Tom, Dick & Harry (as you might guess, not their real names) are the shareholders and directors of an IT company. We decided to contact them as the profile of their business was similar to that of other businesses whose owners we had helped – they had a turnover of between £1m & £10m, they were profitable and they had been established for more than five years.

We were able to secure a first meeting with Tom, who was concerned about the risks of being in business and the financial implications for his young family. After this initial meeting, we arranged to meet all three owners and we are able gain an understanding of their individual and collective concerns.
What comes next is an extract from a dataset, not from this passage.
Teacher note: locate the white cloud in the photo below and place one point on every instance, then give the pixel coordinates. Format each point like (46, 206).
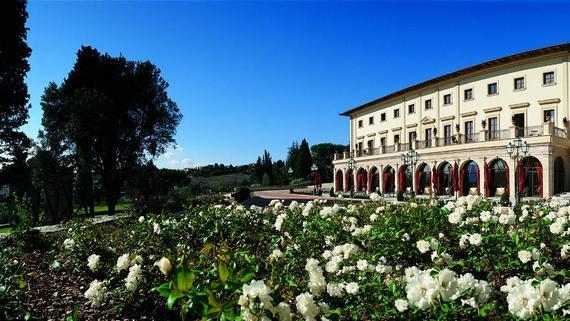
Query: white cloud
(175, 158)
We identified the following concerns and issues that needed to be addressed:

  • Tom, Dick and Harry wanted to understand how their families would obtain value for their shareholdings if one of them (or more) were to die.
  • They wished to consider the financial impact of any one of them being unable to work, for instance if they had a serious accident or a long-term illness – how would they replace the lost revenue?
  • Their company is growing and making money, yet they never seemed to have any money. What was this?
  • They required clarity about their current arrangements and advice as to how effective they were in meeting their objectives.

 

We assessed all the information and, working with their accountants, we:

  • reviewed the existing Shareholders Agreement, so that it not only reflected what each director contributed by way of time, money etc, but also set out what would happen if things went wrong
  • working with their other professional advisers, reached an agreement as to the value of their business
    established a process for reviewing and agreeing this valuation each year
  • put in place an ownership and profit protection strategy comprising tax-efficient agreements which enable full value to be realised for shareholdings and for business profits to be protected in the event of various scenarios
  • arranged for a company Will to be written and for Tom, Dick and Harry’s personal Wills to be re-written to reflect the new agreements
  • reviewed the company’s accounts and revenue and un-earthed significant cost savings.

 

The results so far:

  • If Tom, Dick and Harry ever have a major disagreement, a robust shareholders agreement will minimise possible ambiguities or mis-understandings.
  • The ownership and profits of the business are protected if one or more of the shareholders and/or directors were to become incapacitated or die.
  • All these arrangements were funded from the savings we identified that the business could make in other areas
  • They now meet regularly to review the arrangements, to ensure their stated aims and objectives are achieved.

 

Please note that although this story is based on real clients, we have changed their name and aspects of their personal information to protect their privacy and identity.